Polars
Add a computed column to a DataFrame
Run the script and look at the columns in the result. How many columns does it have? How many columns did the original DataFrame have?
import polars as pl
df = pl.DataFrame({
"id": [1, 2, 3],
"name": ["Alice", "Bob", "Carol"],
"score": [88, 72, 95],
})
result = df.select([
(pl.col("score") * 1.1).alias("adjusted"),
])
print(result)
Show explanation
The bug is using .select() to add a new column. .select() returns only the
columns listed in the call and drops all others, so id and name are lost.
Shows: the difference between .select() (choose columns) and .with_columns()
(add or replace columns while keeping the rest).
To find it: print result.columns and compare to df.columns. If the result
has fewer columns than the original, .select() dropped them. Find the .select()
call in the pipeline and replace it with .with_columns().
Filter and select rows from a dataset
Run the script and look at what is printed. Is the output a table of data, or
something else? What type does type(result) report?
import polars as pl
df = pl.DataFrame({
"name": ["Alice", "Bob", "Carol", "Dave"],
"score": [88, 72, 95, 61],
})
result = (
df.lazy()
.filter(pl.col("score") >= 80)
.select(["name", "score"])
)
print(type(result))
print(result)
Show explanation
The bug is calling .lazy() to start a lazy pipeline but never calling .collect()
at the end, so the result is a LazyFrame (a query plan) rather than a DataFrame.
The filter and select have not executed.
Shows: the difference between eager and lazy evaluation in Polars and
when .collect() is required.
To find it: add print(type(result)) after the pipeline. Seeing
<class 'polars.LazyFrame'> instead of <class 'polars.DataFrame'> confirms the
pipeline never executed. Add .collect() at the end of the chain.

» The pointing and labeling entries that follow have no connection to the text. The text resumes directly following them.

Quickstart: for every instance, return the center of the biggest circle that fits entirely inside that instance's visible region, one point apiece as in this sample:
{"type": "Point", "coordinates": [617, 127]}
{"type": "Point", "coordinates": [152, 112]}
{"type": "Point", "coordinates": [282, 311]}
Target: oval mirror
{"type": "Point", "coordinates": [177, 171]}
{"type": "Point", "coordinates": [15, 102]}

Find rows with missing scores
Run the script. How many rows does it print? How many rows contain a missing score?
import polars as pl
df = pl.DataFrame({
"name": ["Alice", "Bob", "Carol", "Dave"],
"score": [88, None, 95, None],
})
result = df.filter(pl.col("score") == None) # noqa: E711
print(f"rows with missing score: {len(result)}")
print(result)
Show explanation
The bug is using == None to test for missing values. In Polars, any comparison
involving null yields null rather than a boolean, so every row in the filtered
result is null and the filter keeps nothing.
Shows: null semantics in Polars and how to use .is_null() to
correctly select rows where a value is missing.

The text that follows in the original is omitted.